A due anni di distanza dal disco d’esordio, Elena Somaré, artista e principale interprete del fischio melodico in Italia, pubblica il 20 aprile il suo nuovo album dal titolo “Aliento”.
Mentre “Incanto” del 2016 era dedicato alla canzone napoletana, in “Aliento” Elena Somaré affronta e reinterpreta, in maniera del tutto inedita, 13 brani della musica sudamericana che verrà presentato poi in concerto, il 14 maggio, alla Casa Italiana a New York. Esotismo, fascino e mistero. Il fischio melodico di Elena Somaré, unito al seducente animo latino, torna ad incantare l’ascoltatore, avvolgendolo con una grazia e una tecnica a cui è difficile rimanere indifferenti. “Aliento” significa alito, respiro, ma anche afflato, ispirazione, quel soffio vitale che sembra animare Elena Somaré quando riesce a integrare questo suono, umano e insolito, con quello degli strumenti. In “Aliento”, particolare attenzione è rivolta agli arrangiamenti: oltre all’arpa paraguaiana e alle percussioni di Lincoln Almada, maestro e direttore artistico, e al pianoforte di Gianluca Massetti, ascoltiamo antichi strumenti come la viola da gamba di Diana Fazzini, che qui sembra ricordare l’accordeon argentino, la tiorba e la chitarra barocca di Evangelina Mascardi.

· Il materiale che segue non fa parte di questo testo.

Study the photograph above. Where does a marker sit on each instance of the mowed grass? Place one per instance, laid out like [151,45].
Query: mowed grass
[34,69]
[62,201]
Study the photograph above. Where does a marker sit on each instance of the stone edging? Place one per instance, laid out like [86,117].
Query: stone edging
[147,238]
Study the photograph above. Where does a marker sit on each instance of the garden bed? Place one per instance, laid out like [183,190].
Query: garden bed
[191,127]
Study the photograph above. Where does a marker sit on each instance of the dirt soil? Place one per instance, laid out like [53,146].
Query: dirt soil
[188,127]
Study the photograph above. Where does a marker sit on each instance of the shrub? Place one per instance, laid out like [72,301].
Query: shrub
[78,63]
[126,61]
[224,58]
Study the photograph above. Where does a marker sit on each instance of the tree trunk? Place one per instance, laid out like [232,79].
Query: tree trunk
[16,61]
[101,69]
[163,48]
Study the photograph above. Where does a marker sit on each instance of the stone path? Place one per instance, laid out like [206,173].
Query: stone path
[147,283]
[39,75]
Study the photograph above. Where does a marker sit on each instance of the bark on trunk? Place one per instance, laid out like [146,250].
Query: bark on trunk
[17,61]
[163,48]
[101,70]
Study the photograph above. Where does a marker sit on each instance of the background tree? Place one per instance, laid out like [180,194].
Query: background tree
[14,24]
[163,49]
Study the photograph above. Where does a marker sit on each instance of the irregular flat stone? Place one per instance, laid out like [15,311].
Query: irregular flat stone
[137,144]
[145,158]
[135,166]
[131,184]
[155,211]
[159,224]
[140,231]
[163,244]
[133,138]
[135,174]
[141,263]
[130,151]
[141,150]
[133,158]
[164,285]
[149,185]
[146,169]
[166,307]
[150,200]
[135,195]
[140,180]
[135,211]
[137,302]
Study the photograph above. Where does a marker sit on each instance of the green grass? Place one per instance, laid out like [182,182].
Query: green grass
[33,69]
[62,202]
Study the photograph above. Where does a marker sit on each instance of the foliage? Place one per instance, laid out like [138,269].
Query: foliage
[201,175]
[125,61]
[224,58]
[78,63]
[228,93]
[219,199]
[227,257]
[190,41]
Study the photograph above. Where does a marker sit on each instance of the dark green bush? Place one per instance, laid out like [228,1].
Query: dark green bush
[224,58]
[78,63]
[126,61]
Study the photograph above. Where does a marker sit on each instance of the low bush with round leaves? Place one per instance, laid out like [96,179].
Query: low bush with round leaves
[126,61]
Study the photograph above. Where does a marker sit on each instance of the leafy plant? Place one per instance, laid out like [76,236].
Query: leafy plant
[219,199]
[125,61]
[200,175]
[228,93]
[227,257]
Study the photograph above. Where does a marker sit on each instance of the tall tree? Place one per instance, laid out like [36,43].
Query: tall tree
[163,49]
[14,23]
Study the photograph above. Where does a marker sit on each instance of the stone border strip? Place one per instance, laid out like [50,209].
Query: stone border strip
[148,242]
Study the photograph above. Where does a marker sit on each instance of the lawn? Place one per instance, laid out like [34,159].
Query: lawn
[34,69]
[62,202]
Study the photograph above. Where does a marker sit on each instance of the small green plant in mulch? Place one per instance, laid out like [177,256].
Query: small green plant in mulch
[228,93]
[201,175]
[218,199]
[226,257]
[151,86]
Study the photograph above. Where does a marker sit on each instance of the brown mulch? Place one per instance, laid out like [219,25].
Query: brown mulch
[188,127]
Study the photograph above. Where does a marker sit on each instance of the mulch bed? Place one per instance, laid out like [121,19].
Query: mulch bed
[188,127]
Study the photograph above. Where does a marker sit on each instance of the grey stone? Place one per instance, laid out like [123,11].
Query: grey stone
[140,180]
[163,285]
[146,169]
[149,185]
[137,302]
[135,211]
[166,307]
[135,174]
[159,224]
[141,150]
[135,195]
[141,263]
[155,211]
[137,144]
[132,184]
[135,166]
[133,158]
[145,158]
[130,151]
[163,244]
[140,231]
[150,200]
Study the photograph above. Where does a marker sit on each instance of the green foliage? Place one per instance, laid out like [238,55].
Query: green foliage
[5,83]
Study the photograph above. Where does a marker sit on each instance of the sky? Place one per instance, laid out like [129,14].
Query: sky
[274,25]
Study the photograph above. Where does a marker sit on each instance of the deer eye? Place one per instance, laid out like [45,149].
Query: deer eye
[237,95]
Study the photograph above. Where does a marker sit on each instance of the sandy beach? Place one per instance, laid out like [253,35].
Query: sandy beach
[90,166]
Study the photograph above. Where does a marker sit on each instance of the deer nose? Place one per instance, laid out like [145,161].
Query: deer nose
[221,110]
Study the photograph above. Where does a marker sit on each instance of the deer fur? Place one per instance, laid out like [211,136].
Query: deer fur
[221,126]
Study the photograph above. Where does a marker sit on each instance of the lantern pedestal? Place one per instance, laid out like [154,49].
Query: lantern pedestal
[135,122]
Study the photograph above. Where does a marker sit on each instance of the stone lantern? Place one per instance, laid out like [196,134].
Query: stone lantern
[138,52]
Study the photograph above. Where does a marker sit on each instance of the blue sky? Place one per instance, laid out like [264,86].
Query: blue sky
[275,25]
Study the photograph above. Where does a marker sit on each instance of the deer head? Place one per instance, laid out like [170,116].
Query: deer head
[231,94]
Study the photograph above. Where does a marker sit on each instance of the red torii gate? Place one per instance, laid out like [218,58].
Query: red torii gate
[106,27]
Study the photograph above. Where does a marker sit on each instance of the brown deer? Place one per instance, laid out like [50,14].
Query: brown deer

Elena Somaré tesse un fil rouge che attraversa l’Oceano Atlantico, da Napoli all’America Latina, avvalorando lo stretto legame che intercorre tra le due culture musicali. Durante la colonizzazione, infatti, i gesuiti portarono in America gli strumenti europei, che si unirono a quelli locali, dando vita a una nuova tradizione popolare che coniugava Spagna con il Centro e Sud America. I ritmi cubani dell’habanera entrarono, così, nel costume e nella moda dell’impero Borbonico, sia in Spagna che a Napoli. O sole mio è, per esempio, una habanera, la cui successiva evoluzione sarà il tango argentino. Ad aprire “Aliento”, è proprio un classico come “Por una cabeza” composto da Carlos Gardel nel 1935. Il disco, però, alterna a brani di repertorio come “Libertango” di Astor Piazzolla, il bolero cubano “Dos Gardenias”, il folk cileno di “Gracias a la vida”, e la celebre “Todo cambia” di Mercedes Sosa, brani meno noti come “Pajarillo Verde”, “Rosa”, “Desde el alma” e “El firulete”.
Definita come voce del diavolo, inquietante suono interiore, ribellione di donne maleducate, adatta solo al cabaret, l’arte del fischio ha dovuto lottare per essere eletta a vera forma di espressione artistica. Ad abbattere le barriere sono state quasi sempre donne. L’italiana Daisy Lumini, cantante, compositrice e “solista di fischio”, e, prima di lei, l’americana Alice Shaw, che tra Ottocento e Novecento, incarnando la rivolta delle suffragette, lasciò il marito e girò il mondo da solista del fischio.
Un ulteriore passo si compie oggi grazie a Elena Somaré. Già a 6 anni fischiava le arie delle opere davanti agli amici della madre, ma il pubblico lo incontra solo quando Ada Montellanico la invita sul palco dello storico Alexanderplatz di Roma. In seguito Elena Somaré si è esibita al Piccolo Teatro di Milano, al Reial Cercle Artistic di Barcelona, all’Auditorium Parco della Musica e al Teatro Sistina di Roma. Nei diversi concerti, Elena ha presentato “Incanto” anche al Festival dei Due Mondi di Spoleto 2016, a Seoul in Corea del Sud e, sempre in Corea, al Tribowl Jazz Festival di Incheon. Come fotografa, nel 2007, Elena ha realizzato anche un reportage al Burning Man Festival in Nevada.